I agree - I only meant reasonable in relation to typical home sizes.

If there's a grand old 6 bedroom house in a downtown area, it would probably make sense to allow 6 unrelated tenants. My only concern there would be homeowners subdividing rooms ad infinitum to get more tenants. But, there are probably solutions to that that don't involve arbitrary caps on household size.

jaredklewis 3 days ago | parent | next [-]

Sure, like I mentioned in my post above it could be based on square feet. Or the number of toilets. Or bedrooms with windows. Or any number of other things and I would be sympathetic.

It just drives me nuts that the average local politician doesn't seem to care about carefully designing regulations or pruning back the near endless stack of existing, poorly design regulations. We've been stacking stupid on stupid for more than 100 years and it makes doing anything in the real world (building a house, running a local business, etc...) pointlessly tortuous.

coryrc 3 days ago | parent | prev | next [-]

Or, you could let people decide how large a bedroom they are willing to rent and stop micromanaging/over-regulating every bit of real estate, which is why the costs are too high.

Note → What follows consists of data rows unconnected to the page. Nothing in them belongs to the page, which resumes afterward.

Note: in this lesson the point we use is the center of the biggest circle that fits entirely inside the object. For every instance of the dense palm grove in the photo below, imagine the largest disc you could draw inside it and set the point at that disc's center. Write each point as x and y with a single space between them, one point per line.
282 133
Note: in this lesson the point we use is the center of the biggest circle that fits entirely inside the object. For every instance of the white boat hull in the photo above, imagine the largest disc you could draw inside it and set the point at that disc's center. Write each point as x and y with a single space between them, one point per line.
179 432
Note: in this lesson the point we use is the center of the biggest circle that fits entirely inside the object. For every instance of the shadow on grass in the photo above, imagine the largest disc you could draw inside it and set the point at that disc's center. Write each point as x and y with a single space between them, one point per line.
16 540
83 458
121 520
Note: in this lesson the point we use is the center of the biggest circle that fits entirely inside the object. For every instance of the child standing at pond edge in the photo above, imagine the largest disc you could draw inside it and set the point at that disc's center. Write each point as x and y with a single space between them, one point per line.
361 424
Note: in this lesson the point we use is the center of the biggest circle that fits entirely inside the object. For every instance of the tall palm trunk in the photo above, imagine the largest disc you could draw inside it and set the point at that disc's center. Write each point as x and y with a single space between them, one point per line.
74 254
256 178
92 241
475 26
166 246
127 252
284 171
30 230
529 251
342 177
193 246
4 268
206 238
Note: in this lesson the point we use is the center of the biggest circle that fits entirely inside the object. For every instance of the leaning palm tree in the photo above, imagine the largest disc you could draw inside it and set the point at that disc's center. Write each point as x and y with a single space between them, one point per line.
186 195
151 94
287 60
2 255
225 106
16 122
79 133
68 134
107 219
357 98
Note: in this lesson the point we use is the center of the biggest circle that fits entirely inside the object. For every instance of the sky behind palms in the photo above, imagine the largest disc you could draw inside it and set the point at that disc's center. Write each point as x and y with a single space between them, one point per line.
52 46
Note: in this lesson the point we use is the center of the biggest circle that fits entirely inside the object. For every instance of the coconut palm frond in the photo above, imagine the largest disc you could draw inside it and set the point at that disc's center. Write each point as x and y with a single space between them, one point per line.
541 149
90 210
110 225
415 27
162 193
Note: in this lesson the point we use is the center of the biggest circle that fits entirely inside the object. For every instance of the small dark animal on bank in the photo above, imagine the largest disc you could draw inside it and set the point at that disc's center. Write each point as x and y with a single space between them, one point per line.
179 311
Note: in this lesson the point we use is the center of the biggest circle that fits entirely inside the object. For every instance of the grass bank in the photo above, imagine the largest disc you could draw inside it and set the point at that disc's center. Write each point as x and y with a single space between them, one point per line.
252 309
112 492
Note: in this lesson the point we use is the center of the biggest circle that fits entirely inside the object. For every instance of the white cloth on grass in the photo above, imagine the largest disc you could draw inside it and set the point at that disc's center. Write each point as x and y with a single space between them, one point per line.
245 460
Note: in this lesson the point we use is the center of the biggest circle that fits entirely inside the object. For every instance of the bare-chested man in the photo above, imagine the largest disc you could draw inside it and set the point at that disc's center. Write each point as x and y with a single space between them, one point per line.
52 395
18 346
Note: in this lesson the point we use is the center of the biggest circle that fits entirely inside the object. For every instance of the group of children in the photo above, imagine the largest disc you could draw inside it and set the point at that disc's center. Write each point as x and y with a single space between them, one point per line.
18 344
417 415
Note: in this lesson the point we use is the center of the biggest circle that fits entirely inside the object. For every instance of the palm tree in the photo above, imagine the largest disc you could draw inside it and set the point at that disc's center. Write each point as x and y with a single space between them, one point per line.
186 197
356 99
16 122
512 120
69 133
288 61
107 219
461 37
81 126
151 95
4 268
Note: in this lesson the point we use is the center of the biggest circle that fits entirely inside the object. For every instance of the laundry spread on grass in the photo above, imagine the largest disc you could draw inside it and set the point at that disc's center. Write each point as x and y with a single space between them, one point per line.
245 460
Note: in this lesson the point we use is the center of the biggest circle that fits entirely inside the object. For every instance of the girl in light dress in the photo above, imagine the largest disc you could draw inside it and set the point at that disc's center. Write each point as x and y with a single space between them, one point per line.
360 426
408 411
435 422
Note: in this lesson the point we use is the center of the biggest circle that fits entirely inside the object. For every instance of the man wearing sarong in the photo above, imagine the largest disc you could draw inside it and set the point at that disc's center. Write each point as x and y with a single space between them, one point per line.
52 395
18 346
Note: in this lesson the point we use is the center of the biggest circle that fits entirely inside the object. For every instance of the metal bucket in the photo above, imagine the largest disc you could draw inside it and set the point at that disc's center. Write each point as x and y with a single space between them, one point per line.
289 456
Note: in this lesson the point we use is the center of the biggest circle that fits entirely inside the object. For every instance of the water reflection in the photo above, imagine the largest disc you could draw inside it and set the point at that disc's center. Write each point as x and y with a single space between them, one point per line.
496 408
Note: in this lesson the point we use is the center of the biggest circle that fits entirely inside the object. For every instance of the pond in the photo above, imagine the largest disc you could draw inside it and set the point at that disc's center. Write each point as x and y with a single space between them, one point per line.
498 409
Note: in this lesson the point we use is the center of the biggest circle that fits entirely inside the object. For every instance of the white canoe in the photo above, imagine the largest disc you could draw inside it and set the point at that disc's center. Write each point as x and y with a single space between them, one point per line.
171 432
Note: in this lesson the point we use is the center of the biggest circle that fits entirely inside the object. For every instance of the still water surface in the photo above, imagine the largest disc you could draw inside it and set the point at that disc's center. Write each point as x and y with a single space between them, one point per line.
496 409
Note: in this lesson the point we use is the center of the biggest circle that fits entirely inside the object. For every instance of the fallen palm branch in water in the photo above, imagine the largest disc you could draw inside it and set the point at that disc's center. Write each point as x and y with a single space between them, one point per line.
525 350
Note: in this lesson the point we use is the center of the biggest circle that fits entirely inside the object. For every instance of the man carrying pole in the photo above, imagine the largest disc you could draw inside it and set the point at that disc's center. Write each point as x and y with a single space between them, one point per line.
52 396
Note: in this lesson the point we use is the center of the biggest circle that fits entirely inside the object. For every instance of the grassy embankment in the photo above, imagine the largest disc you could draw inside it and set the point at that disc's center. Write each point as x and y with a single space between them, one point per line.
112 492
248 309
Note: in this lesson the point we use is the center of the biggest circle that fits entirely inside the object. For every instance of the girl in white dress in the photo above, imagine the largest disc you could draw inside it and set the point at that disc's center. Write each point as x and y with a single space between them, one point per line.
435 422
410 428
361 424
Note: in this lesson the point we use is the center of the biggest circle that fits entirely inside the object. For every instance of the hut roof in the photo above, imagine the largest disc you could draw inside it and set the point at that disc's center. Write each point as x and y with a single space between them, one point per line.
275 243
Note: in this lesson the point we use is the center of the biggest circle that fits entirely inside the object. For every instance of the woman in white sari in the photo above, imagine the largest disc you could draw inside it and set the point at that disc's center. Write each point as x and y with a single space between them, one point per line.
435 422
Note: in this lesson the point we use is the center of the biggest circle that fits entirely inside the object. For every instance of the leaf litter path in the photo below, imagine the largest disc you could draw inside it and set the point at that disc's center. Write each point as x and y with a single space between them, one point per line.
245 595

supertrope 3 days ago | parent [-]

The original intent of such regulations was not having tenements where people would perish in event of a fire. In 2016 36 people died in the Oakland Ghost Ship warehouse fire.

SoftTalker 3 days ago | parent | prev [-]

Normally the rules for minimum square footage for a "bedroom" and the requirement for a window would limit the amount of internal room dividing that could happen.